Face à ces problèmes qui sont aujourd'hui sur le devant de la scène, une association de jardins partagés envisage une autre forme de hiérarchisation des risques qui vise à comparer la qualité des légumes de jardins à celle des légumes issus de l'agriculture conventionnelle (Baudelet, 2015). Toutefois, la grande différence entre l'agriculture (dont le sol est certes parfois aussi à questionner) et le jardin est que certains jardiniers étant en auto-consommation ont un risque plus élevé par rapport à la consommation de fruits et légumes provenant de multiples sources d'approvisionnement. De plus, il existe d'autres voies d'exposition inhalation ou ingestion de poussières contaminées qui ne sont pas prise en compte lorsque l'on se focalise uniquement sur la consommation des produits cultivés – enfin les pesticides dans les jardins n'ont pas été mesurés.

Les jardins collectifs peuvent présenter un risque sanitaire du fait de leur localisation en milieu urbain. Lorsque la pollution est avérée, les principales voies d'exposition sont l'ingestion de terre par les usagers des jardins (jardiniers, enfants, consommateurs) et la consommation des fruits et légumes cultivés. D'autres risques potentiels sont liés au contact cutané avec le sol, à l'inhalation de poussières, à la qualité de l'eau d'arrosage (risque bactériologique) et à la qualité de l'air principalement pour les jardins jouxtant les infrastructures de transport.

Ces deux tendances se retrouvent également dans les guides orientant le jardinage en ville.
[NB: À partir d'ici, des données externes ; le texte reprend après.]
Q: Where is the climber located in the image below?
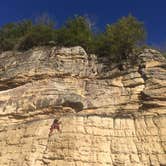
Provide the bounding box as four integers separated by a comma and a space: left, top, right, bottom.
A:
49, 119, 61, 137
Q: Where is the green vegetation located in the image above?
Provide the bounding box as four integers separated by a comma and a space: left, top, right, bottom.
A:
0, 15, 146, 61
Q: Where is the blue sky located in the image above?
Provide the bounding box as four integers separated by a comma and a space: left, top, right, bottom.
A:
0, 0, 166, 45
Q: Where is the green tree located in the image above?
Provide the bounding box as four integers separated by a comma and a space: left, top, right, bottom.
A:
98, 15, 146, 60
57, 16, 93, 52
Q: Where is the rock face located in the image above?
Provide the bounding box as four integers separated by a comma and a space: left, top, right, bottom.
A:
0, 47, 166, 166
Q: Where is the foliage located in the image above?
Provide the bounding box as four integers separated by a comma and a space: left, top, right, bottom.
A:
57, 16, 93, 51
98, 15, 146, 60
0, 15, 146, 61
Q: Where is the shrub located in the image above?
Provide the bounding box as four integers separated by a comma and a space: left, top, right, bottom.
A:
98, 15, 146, 60
57, 16, 93, 52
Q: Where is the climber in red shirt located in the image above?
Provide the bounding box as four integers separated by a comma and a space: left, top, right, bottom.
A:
49, 119, 61, 136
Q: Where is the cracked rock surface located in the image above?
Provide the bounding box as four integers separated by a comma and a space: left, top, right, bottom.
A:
0, 47, 166, 166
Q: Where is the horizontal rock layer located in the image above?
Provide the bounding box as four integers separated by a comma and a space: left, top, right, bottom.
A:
0, 47, 166, 166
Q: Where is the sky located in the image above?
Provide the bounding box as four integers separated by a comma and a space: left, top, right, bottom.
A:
0, 0, 166, 45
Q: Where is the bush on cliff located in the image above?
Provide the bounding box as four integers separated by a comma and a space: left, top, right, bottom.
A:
97, 15, 146, 61
57, 16, 93, 52
0, 15, 146, 61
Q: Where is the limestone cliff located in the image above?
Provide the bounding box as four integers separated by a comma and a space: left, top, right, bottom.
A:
0, 47, 166, 166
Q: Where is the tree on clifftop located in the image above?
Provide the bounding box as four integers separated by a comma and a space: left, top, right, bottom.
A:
98, 15, 146, 60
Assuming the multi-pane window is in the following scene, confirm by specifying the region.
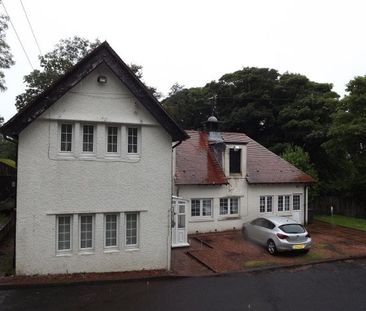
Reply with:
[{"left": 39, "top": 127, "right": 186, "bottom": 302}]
[
  {"left": 83, "top": 125, "right": 94, "bottom": 152},
  {"left": 126, "top": 213, "right": 138, "bottom": 246},
  {"left": 57, "top": 216, "right": 72, "bottom": 251},
  {"left": 229, "top": 148, "right": 241, "bottom": 174},
  {"left": 80, "top": 215, "right": 94, "bottom": 249},
  {"left": 191, "top": 199, "right": 212, "bottom": 217},
  {"left": 105, "top": 214, "right": 118, "bottom": 247},
  {"left": 107, "top": 126, "right": 118, "bottom": 152},
  {"left": 259, "top": 195, "right": 273, "bottom": 213},
  {"left": 292, "top": 194, "right": 300, "bottom": 211},
  {"left": 127, "top": 127, "right": 137, "bottom": 153},
  {"left": 60, "top": 124, "right": 72, "bottom": 152},
  {"left": 278, "top": 195, "right": 290, "bottom": 212},
  {"left": 220, "top": 198, "right": 239, "bottom": 215}
]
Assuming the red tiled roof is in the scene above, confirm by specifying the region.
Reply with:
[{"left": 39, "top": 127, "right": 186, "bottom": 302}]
[
  {"left": 175, "top": 131, "right": 227, "bottom": 185},
  {"left": 176, "top": 131, "right": 314, "bottom": 184}
]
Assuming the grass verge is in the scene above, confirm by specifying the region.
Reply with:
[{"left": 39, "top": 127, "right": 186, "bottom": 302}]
[{"left": 314, "top": 215, "right": 366, "bottom": 231}]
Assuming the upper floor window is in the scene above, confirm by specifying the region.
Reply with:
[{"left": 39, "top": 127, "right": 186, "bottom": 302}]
[
  {"left": 83, "top": 125, "right": 94, "bottom": 152},
  {"left": 60, "top": 124, "right": 72, "bottom": 152},
  {"left": 229, "top": 148, "right": 241, "bottom": 174},
  {"left": 259, "top": 195, "right": 273, "bottom": 213},
  {"left": 191, "top": 199, "right": 212, "bottom": 217},
  {"left": 220, "top": 198, "right": 239, "bottom": 215},
  {"left": 107, "top": 126, "right": 118, "bottom": 152},
  {"left": 127, "top": 127, "right": 138, "bottom": 153}
]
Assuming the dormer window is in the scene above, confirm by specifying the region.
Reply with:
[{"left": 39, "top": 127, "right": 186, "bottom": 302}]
[{"left": 229, "top": 146, "right": 241, "bottom": 174}]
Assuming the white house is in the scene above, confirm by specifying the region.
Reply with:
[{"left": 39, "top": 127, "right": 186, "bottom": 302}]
[
  {"left": 1, "top": 42, "right": 188, "bottom": 274},
  {"left": 173, "top": 117, "right": 314, "bottom": 239}
]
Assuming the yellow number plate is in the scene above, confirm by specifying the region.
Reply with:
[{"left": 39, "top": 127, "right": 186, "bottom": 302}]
[{"left": 292, "top": 244, "right": 305, "bottom": 249}]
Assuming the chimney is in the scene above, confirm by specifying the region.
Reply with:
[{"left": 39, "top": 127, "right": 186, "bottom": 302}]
[{"left": 205, "top": 115, "right": 226, "bottom": 167}]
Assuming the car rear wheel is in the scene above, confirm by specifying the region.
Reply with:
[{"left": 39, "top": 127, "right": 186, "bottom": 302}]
[{"left": 267, "top": 240, "right": 277, "bottom": 255}]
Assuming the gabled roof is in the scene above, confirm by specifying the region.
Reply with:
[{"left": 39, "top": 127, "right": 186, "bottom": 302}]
[
  {"left": 0, "top": 41, "right": 189, "bottom": 141},
  {"left": 175, "top": 131, "right": 227, "bottom": 185},
  {"left": 175, "top": 131, "right": 314, "bottom": 185}
]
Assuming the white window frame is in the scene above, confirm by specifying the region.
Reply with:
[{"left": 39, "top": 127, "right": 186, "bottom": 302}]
[
  {"left": 219, "top": 197, "right": 240, "bottom": 216},
  {"left": 80, "top": 123, "right": 97, "bottom": 155},
  {"left": 126, "top": 125, "right": 141, "bottom": 156},
  {"left": 78, "top": 214, "right": 95, "bottom": 252},
  {"left": 56, "top": 214, "right": 73, "bottom": 254},
  {"left": 259, "top": 195, "right": 273, "bottom": 214},
  {"left": 105, "top": 124, "right": 121, "bottom": 156},
  {"left": 292, "top": 193, "right": 301, "bottom": 212},
  {"left": 190, "top": 198, "right": 214, "bottom": 219},
  {"left": 103, "top": 213, "right": 120, "bottom": 249},
  {"left": 57, "top": 122, "right": 75, "bottom": 154},
  {"left": 124, "top": 212, "right": 140, "bottom": 249},
  {"left": 277, "top": 194, "right": 291, "bottom": 213}
]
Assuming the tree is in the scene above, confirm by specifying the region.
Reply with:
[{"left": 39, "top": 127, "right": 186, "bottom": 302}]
[
  {"left": 15, "top": 36, "right": 100, "bottom": 110},
  {"left": 0, "top": 13, "right": 15, "bottom": 91}
]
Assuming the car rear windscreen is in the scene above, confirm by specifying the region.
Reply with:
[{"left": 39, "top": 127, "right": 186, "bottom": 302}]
[{"left": 280, "top": 224, "right": 305, "bottom": 233}]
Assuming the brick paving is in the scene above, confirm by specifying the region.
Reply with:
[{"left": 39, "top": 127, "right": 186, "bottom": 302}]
[{"left": 172, "top": 221, "right": 366, "bottom": 275}]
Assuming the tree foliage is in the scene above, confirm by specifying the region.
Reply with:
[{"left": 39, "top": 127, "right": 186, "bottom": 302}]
[
  {"left": 0, "top": 13, "right": 15, "bottom": 91},
  {"left": 15, "top": 36, "right": 100, "bottom": 110}
]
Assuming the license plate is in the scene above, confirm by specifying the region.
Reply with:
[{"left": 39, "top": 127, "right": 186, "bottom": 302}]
[{"left": 292, "top": 244, "right": 305, "bottom": 249}]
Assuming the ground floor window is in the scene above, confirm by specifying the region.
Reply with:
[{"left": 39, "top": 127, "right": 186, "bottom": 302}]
[
  {"left": 79, "top": 215, "right": 94, "bottom": 249},
  {"left": 292, "top": 194, "right": 300, "bottom": 211},
  {"left": 191, "top": 199, "right": 212, "bottom": 217},
  {"left": 104, "top": 214, "right": 118, "bottom": 247},
  {"left": 259, "top": 195, "right": 273, "bottom": 213},
  {"left": 220, "top": 198, "right": 239, "bottom": 215},
  {"left": 57, "top": 215, "right": 72, "bottom": 251}
]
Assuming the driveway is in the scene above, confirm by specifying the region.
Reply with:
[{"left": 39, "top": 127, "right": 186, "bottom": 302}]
[{"left": 172, "top": 221, "right": 366, "bottom": 275}]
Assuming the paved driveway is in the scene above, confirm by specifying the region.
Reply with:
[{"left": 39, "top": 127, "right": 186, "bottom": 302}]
[{"left": 172, "top": 221, "right": 366, "bottom": 275}]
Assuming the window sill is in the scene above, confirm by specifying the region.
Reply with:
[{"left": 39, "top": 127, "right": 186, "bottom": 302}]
[
  {"left": 188, "top": 218, "right": 214, "bottom": 222},
  {"left": 125, "top": 247, "right": 140, "bottom": 252},
  {"left": 78, "top": 250, "right": 94, "bottom": 256},
  {"left": 56, "top": 252, "right": 72, "bottom": 257},
  {"left": 104, "top": 248, "right": 120, "bottom": 254}
]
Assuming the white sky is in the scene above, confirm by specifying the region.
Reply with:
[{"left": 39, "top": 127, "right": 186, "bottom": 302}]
[{"left": 0, "top": 0, "right": 366, "bottom": 120}]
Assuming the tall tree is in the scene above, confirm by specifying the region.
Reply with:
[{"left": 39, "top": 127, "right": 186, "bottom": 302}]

Précisons qu'à Paris nous avons mené une recherche documentaire et une enquête auprès de l'ensemble des acteurs concernés par cette question alors que seule une étude documentaire a pu être réalisée pour le cas de Toronto.

En l'absence de valeurs réglementaires adaptées à la question de la contamination/pollution des sols destinés au jardinage urbain, les deux collectivités étudiées (Toronto et Paris) ont décidé d'élaborer leur propre stratégie basée sur l'état des connaissances scientifiques - en évolution permanente et donc susceptibles de modifier les choix pris en un instant donné. Les cas de la ville de Toronto (City of Toronto, 2011) en Amérique du Nord (USA, Canada) et de la ville de Paris en France sont particulièrement intéressants à étudier afin de mettre en évidence le positionnement de chacune des villes en termes d'enjeux sanitaires.

Source : Nous reprenons ici une synthèse des démarches mise en œuvre dans ces deux villes, publication en cours.

  1. RESECUM

Les enjeux des jardins collectifsParis : « on ne cultive pas dans le sol en place »
AccueilAccueilImprimerImprimerRéalisé avec Scenari (nouvelle fenêtre)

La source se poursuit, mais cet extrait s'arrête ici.